Минуты через две Чито Размадзе надтреснутым тенорком, со слезой в голосе объявлял:
— Слушайте все! Сейчас вы расходитесь по домам. Форму берете с собой, ленты сдаете. Завтра выступление не состоится. Выступление отложили. Когда будет нужно, мы вас предупредим!
Он вытер со лба холодный пот, спустившись с трибуны, сунул кому-то рупор и побрел вверх по Чомскому подъему.
С чего его потянуло в Чоми? Кто знает… Он жил в Вакиджвари, и в Чоми у него не было никого, кто мог бы развеять горе.
Перевод А. Эбаноидзе.
ТЕЛЕГРАММА
Выходит, весь этот белый свет только для нас с Леваном оглох и онемел, сынок. Выходит, от всех этих пошт с телеграфом только мне никакого проку.

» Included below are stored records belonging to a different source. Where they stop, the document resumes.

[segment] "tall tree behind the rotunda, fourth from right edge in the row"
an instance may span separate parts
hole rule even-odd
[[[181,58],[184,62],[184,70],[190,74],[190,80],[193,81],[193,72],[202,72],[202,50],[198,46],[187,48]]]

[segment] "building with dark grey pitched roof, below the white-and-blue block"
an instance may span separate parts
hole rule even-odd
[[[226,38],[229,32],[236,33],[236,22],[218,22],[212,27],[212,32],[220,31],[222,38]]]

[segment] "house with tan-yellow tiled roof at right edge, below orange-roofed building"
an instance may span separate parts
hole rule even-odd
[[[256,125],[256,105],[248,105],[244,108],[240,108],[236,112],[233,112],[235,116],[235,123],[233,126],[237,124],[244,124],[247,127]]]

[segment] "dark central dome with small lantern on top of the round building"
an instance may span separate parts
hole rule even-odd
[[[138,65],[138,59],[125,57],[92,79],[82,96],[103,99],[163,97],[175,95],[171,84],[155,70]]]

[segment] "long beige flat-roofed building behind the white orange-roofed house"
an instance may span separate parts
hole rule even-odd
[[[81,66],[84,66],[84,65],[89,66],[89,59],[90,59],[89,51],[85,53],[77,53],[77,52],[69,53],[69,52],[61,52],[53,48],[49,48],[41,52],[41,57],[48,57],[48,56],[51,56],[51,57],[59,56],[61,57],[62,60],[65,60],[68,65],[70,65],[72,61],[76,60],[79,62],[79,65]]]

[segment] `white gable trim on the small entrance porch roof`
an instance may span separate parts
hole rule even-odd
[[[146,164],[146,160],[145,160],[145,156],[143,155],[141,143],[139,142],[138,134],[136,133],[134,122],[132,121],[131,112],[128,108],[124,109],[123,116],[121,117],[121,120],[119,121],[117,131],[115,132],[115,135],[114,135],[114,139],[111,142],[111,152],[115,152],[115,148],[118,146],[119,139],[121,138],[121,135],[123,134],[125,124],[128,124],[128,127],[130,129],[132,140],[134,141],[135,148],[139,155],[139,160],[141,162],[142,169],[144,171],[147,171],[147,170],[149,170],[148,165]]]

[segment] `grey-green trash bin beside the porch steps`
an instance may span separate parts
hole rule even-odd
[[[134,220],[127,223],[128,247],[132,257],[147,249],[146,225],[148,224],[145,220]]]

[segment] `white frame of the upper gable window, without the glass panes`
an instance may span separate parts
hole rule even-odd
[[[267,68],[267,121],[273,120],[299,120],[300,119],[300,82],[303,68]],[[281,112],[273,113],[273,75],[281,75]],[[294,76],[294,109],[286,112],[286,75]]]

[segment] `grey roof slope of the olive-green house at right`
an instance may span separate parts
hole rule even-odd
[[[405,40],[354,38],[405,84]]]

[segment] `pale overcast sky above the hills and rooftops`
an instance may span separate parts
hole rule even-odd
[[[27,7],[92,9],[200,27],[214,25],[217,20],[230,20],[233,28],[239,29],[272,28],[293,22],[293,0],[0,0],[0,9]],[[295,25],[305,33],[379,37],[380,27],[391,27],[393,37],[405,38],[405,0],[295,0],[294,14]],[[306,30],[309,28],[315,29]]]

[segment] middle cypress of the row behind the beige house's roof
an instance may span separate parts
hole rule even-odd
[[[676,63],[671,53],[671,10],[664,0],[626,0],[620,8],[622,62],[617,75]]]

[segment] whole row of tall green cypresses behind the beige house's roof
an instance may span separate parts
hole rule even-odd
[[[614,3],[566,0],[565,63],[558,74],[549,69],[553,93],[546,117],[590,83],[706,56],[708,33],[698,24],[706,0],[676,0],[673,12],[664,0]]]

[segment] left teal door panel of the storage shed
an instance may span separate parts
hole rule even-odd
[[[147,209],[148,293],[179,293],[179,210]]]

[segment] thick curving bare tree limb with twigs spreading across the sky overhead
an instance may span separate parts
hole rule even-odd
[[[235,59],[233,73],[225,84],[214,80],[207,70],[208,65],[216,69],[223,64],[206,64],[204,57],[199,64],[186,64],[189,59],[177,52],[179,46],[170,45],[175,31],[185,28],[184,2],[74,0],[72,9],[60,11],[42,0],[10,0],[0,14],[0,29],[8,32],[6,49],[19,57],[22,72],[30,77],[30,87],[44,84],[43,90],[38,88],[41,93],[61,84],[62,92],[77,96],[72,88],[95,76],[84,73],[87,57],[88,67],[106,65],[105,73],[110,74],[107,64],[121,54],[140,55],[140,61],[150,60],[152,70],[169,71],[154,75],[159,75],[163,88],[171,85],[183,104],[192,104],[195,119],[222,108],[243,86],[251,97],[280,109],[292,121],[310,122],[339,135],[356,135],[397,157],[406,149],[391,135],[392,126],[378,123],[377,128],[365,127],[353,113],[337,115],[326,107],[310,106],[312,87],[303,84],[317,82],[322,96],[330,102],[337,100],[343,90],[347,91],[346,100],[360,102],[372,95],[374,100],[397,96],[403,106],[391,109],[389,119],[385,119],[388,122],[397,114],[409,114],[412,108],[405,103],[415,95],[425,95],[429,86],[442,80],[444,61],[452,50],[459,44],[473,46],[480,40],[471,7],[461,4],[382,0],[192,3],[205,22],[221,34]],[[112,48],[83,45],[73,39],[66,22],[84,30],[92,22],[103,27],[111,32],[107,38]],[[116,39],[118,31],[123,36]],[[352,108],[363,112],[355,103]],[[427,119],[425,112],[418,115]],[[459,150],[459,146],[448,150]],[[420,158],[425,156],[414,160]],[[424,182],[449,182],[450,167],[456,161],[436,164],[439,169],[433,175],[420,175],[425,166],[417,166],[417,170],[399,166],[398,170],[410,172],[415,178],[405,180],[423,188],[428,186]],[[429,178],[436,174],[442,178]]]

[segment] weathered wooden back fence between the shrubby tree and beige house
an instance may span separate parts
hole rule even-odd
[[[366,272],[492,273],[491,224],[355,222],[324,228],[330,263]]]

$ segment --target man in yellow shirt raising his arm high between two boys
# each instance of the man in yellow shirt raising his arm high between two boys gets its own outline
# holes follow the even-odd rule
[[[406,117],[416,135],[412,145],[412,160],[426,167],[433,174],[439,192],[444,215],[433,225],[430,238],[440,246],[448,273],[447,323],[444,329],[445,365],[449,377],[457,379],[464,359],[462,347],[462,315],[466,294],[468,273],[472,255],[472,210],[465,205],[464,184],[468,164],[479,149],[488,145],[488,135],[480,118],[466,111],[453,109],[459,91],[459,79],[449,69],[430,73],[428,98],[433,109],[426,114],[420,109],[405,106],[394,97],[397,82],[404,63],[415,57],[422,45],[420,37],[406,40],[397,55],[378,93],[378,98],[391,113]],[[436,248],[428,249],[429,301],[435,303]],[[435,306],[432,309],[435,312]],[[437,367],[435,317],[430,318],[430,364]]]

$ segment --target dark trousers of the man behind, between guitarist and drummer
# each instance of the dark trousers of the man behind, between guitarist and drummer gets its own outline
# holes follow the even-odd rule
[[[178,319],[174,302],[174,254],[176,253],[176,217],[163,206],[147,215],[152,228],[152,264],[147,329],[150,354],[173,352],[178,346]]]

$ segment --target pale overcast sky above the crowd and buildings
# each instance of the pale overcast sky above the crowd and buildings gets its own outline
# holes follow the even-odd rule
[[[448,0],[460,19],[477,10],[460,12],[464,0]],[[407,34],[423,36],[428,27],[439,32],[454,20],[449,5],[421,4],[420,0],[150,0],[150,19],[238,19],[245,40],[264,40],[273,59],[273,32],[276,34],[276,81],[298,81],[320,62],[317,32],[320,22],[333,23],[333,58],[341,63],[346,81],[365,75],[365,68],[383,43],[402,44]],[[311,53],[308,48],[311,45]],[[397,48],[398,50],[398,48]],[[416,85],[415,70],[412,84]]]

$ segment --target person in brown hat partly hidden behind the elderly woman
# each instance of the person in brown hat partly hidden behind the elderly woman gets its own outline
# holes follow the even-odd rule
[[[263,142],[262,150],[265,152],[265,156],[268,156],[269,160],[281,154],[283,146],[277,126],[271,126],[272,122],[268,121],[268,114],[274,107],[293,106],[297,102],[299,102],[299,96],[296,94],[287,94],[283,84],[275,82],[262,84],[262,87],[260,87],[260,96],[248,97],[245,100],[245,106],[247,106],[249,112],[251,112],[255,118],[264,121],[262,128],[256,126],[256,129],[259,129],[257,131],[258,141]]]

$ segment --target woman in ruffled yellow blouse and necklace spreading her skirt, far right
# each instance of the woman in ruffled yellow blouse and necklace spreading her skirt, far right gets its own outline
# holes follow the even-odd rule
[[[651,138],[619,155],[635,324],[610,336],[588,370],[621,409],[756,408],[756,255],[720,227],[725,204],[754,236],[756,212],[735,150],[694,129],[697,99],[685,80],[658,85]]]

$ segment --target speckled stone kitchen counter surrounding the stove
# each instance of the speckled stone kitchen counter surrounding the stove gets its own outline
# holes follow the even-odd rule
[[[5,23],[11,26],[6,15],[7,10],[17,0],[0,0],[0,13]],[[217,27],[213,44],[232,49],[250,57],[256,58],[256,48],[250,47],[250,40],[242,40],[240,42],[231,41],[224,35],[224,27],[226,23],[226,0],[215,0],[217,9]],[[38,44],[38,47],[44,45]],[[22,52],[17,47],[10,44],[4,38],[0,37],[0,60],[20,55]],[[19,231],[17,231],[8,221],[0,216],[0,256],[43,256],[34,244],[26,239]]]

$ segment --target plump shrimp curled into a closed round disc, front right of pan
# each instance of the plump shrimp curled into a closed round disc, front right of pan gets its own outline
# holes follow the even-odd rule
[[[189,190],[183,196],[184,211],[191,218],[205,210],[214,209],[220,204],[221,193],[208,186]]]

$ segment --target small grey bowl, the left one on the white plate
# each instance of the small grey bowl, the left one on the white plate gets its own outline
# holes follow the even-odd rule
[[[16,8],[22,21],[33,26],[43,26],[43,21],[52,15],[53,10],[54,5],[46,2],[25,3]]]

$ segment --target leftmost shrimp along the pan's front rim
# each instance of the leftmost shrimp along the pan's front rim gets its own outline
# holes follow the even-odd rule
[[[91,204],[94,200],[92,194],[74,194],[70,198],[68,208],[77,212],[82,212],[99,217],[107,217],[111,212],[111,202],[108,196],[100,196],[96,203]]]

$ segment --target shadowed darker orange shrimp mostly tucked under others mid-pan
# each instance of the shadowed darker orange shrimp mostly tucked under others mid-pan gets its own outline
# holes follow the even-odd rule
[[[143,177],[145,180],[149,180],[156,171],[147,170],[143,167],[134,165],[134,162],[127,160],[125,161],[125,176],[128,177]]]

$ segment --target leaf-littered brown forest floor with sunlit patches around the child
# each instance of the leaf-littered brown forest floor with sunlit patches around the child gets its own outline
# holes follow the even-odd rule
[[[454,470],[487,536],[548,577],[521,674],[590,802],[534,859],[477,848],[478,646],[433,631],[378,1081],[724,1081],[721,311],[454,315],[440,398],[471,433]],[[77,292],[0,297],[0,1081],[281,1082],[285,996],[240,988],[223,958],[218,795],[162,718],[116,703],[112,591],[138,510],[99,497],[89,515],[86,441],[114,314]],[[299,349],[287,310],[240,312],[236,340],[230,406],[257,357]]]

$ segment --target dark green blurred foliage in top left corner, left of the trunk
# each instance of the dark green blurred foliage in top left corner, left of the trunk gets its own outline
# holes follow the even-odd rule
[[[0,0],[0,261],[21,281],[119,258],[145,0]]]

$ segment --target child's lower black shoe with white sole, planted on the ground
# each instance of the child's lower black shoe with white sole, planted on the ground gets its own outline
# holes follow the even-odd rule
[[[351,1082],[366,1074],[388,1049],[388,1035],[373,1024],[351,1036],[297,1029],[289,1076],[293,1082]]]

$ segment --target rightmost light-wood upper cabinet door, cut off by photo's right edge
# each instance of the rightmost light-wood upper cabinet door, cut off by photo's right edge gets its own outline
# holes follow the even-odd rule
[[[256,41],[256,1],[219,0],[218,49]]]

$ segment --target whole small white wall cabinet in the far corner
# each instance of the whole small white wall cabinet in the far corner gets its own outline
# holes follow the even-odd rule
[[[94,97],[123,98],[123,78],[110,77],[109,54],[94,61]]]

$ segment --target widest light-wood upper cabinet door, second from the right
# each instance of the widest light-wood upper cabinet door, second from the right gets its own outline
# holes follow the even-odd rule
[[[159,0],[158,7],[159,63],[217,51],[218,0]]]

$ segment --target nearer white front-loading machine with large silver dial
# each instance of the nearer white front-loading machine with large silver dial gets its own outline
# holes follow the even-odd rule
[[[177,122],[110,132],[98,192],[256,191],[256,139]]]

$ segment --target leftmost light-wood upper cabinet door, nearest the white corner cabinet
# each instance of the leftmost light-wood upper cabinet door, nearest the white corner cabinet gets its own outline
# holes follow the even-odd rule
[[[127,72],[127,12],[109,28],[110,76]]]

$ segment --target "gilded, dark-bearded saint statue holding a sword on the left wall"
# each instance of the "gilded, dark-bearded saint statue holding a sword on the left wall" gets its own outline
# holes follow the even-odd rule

Я говорю, когда вам припечет, вы аж с самых звезд людей на землю спускаете, со дна морского золотой рог извлекаете. А до беды тетушки Тамары вам и дела нету. Так и сказала, сынок. Может, и не следовало кипятиться, но не утерпела. Нет, и впрямь: неужто темно на белом свете, чтоб от Овреска и до Кожрети живой человек пропал и не сыскался… А бывает, что и засомневаюсь: что, если я от возраста головкой слабнуть стала? Клянусь моим Леваном, думаю, уж не свихнулась ли я на старости лет, таскаюсь по всем этим поштам-телеграфам ровно ненормальная. Ничего не поделаешь, мой хороший, старость она и богатырей одолела, что же ей со мной — воблой тощей — чикаться. Не приди ко мне та телеграмма, глядишь, и не сорвалась бы с места. Таких вдов, как я, вон сколько на свете, что я за пасхальное яичко такое, чтобы людей собой беспокоить.
Глянь вот, сынок, глянь, что мне сон-то отбило: «Прасим саабчит здоровие да местанахаждение Тамару Шавкурашвили». Василий Караваев запрашивает и подфамиливается. Из Овреска послана. А Тамара Шавкурашвили — это я и есть. Она самая. Наши в Кожрети из Арашенда переселились. Лет двести уж тому, а то и больше. Кто его знает, по какой такой надобе, мне никто не скажет! Я по-русски ни полслова, как говорится, ни бум-бум, но каждый божий день раз сто эту телеграмму повторяю. Что поделаешь, сынок, нужда — она всему научит: как говорится — ты пугни, а уж я побегу, дай бог ноги…
В прошлом году в декабре принесли мне эту телеграмму. На радостях заколола я барашка справного, чуть не с руки вскормленного, созвала соседей; жив, говорю, мой Леван оказался, по дороге домой в Овреске задержался, не знаю уж, по какому делу, теперь скоро приедет… Вот уже восьмой месяц с тех пор на исходе — больше никаких вестей. Заведующий поштой и военный комиссар точно сговорились против меня. Как испорченный граммофон, твердят одно и то же: что мы можем сделать, тетка Тамара, телеграмма-то из Овреска, это точно, но отправитель ни своей фамилии не раскрывает, ни «абратни адрес» не пишет (это они по-русски твердили «абратни адрес, абратни адрес…»). Я всюду запросы направила, и по поште, и через комиссариат. Овреск оказался дальше аж самой Сибири, маленький городишко, в году восемь месяцев земля под ним промерзшая, торф кругом и ничего, кроме мха, не растет. Слышь, что ли? Вот ведь какие места есть на свете!
На исходе месяца пришел одинаковый ответ, как по линии пошты, так и по линии комиссариата: никакой Василий Караваев в Овреске не проживает и не проживал. Да разве ж я сама не знала, что этот Караваев выдуманная фамилия. Я говорю, телеграмма-то моим Леваном послана. Взяла и сама направила запрос на Левана: «Прасим саабчит, значит, где праживает и чем занимаитца Леван Самадалашвили». Вот, сынок: и комиссариат, и пошта почти в один день получили ответ: человек под этим именем и фамилией не обнаружен не только в Овреске, но и во всей области, мы, мол, искали, да без толку.